La capacità di riserva dell’OPEC è attualmente molto elevata, pari a circa cinque o sei milioni di barili di petrolio al giorno, a fronte di una domanda globale di 102 milioni di barili di petrolio al giorno. Ciò potrebbe portare a una significativa eccedenza di petrolio.

A preoccupare gli investitori è il rischio che Israele prenda di mira l’impianto petrolifero iraniano di Kharg, nel Golfo Persico. La maggior parte degli 1,7 milioni di barili al giorno esportati dall’Iran proviene da questo terminale petrolifero, che è uno dei più grandi del mondo. Ed è stato danneggiato dall’Iraq durante la guerra Iran-Iraq degli anni Ottanta.

Il terminale petrolifero di Kharg è un vero e proprio punto strategico, se Israele volesse danneggiare la capacità dell’Iran di esportare petrolio. E potrebbe sostenere che questo è il momento giusto per farlo, dato che la capacità di riserva dell’OPEC potrebbe compensare la perdita di petrolio iraniano.

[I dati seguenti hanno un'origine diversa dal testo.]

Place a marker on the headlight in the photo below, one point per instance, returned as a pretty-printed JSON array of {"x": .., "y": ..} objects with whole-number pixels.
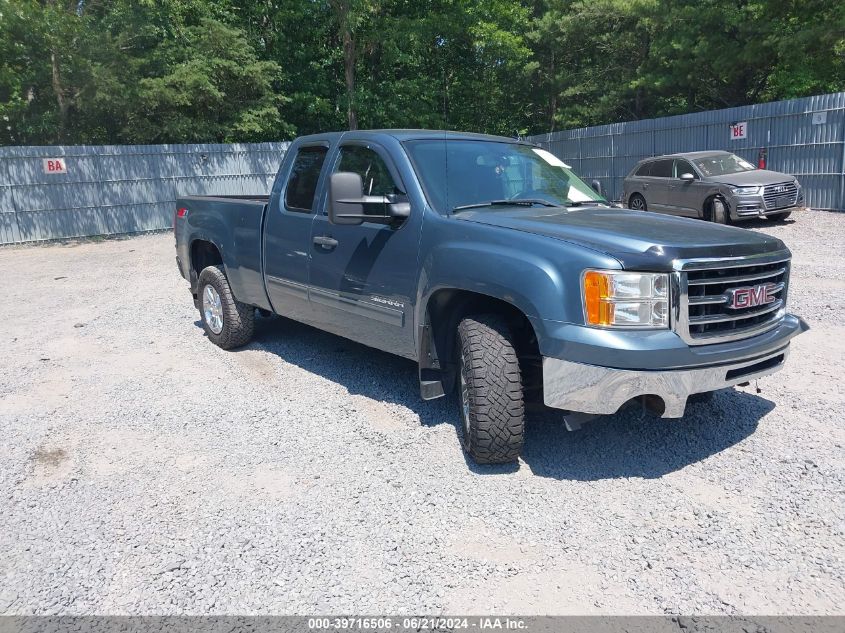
[
  {"x": 746, "y": 191},
  {"x": 617, "y": 299}
]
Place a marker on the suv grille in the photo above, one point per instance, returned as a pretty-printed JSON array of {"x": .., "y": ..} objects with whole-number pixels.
[
  {"x": 782, "y": 194},
  {"x": 704, "y": 313}
]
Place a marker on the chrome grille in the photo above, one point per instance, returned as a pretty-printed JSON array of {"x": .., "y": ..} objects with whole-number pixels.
[
  {"x": 705, "y": 287},
  {"x": 782, "y": 194}
]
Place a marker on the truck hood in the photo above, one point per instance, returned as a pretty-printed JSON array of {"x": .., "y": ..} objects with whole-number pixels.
[
  {"x": 639, "y": 240},
  {"x": 756, "y": 177}
]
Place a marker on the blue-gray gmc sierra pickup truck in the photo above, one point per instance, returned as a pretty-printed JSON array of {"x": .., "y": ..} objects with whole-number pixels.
[{"x": 492, "y": 265}]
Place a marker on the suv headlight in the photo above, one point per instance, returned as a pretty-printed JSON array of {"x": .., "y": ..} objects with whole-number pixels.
[
  {"x": 619, "y": 299},
  {"x": 745, "y": 191}
]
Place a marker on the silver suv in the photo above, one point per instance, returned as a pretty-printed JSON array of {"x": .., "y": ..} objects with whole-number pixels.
[{"x": 717, "y": 186}]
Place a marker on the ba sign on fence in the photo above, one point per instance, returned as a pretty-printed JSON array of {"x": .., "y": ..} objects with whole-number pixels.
[
  {"x": 739, "y": 130},
  {"x": 54, "y": 165}
]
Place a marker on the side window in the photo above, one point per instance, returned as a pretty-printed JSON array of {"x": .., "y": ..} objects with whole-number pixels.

Tuttavia, se Israele dovesse “armare” il petrolio mettendo fuori uso il terminale petrolifero di Kharg, si aprirebbe la possibilità che l’Iran si vendichi e faccia qualcosa, come interrompere lo Stretto di Hormuz. Situato al largo della costa iraniana, le acque dello Stretto sono molto basse, con strette rotte di navigazione larghe due miglia in ogni direzione. Circa il 20% di tutto il petrolio passa attraverso questo collo di bottiglia strategico.

Se Israele attaccasse le strutture petrolifere iraniane sull’isola di Kharg, il prezzo globale del petrolio potrebbe balzare a circa 85-90 dollari al barile, il livello a cui si trovava ad aprile di quest’anno, una cifra gestibile per i mercati. Tuttavia, se poi l’Iran accennasse a fare qualcosa nello Stretto di Hormuz, il prezzo del petrolio potrebbe subire un’impennata.

Non credo sia irrealistico ipotizzare che il prezzo del petrolio potrebbe tornare ai massimi storici di 147 dollari al barile, poiché il mercato perderebbe potenzialmente il 20% dell’offerta.

Ci si potrebbe chiedere perché l’Iran possa pensare di chiudere lo Stretto di Hormuz, dato che ciò influirebbe sulla sua capacità di esportazione. Tuttavia, se il loro terminale petrolifero venisse messo fuori uso dagli attacchi militari di Israele, non esporterebbero comunque petrolio.

Inoltre, non dovrebbero necessariamente chiudere l’intero Stretto, ma potrebbero lanciare attacchi alle petroliere, ritardare i flussi e in generale mettere in dubbio la fattibilità dell’esportazione di petrolio attraverso questa rotta.

In conclusione, la capacità di riserva dell’OPEC è significativa. Ma c’è anche il rischio crescente di una grave interruzione dell’approvvigionamento. Sarà l’equilibrio tra queste due forze a determinare la direzione dei prezzi del petrolio”.

David Rees, Senior Emerging Market Economist

David Rees

“Non è il nostro scenario di base, ma da un anno stiamo modellando uno scenario economico che abbiamo chiamato ‘guerra in Medio Oriente’. È uno scenario a bassa probabilità e ad alto impatto. Quando abbiamo fatto la prima bozza, abbiamo ipotizzato che avrebbe ridotto in certa misura la crescita globale.

Il modo principale in cui questo scenario impatta sul resto del mondo è attraverso il prezzo del petrolio, che farebbe salire l’inflazione rispetto al nostro scenario di base. Questo scenario vedrebbe i prezzi del petrolio salire ben oltre i 100 dollari al barile, fino ad arrivare a circa 150 dollari. Finora, però, i prezzi del petrolio hanno faticato a superare il livello di 80 dollari al barile.

Dovremmo vedere i prezzi del petrolio salire al di sopra dei 100 dollari al barile e rimanervi per un periodo di tempo prolungato perché si verifichi un cambiamento significativo nelle prospettive dell’inflazione o perché si eserciti una qualche pressione sulle banche centrali affinché modifichino l’attuale politica dei tassi d’interesse“.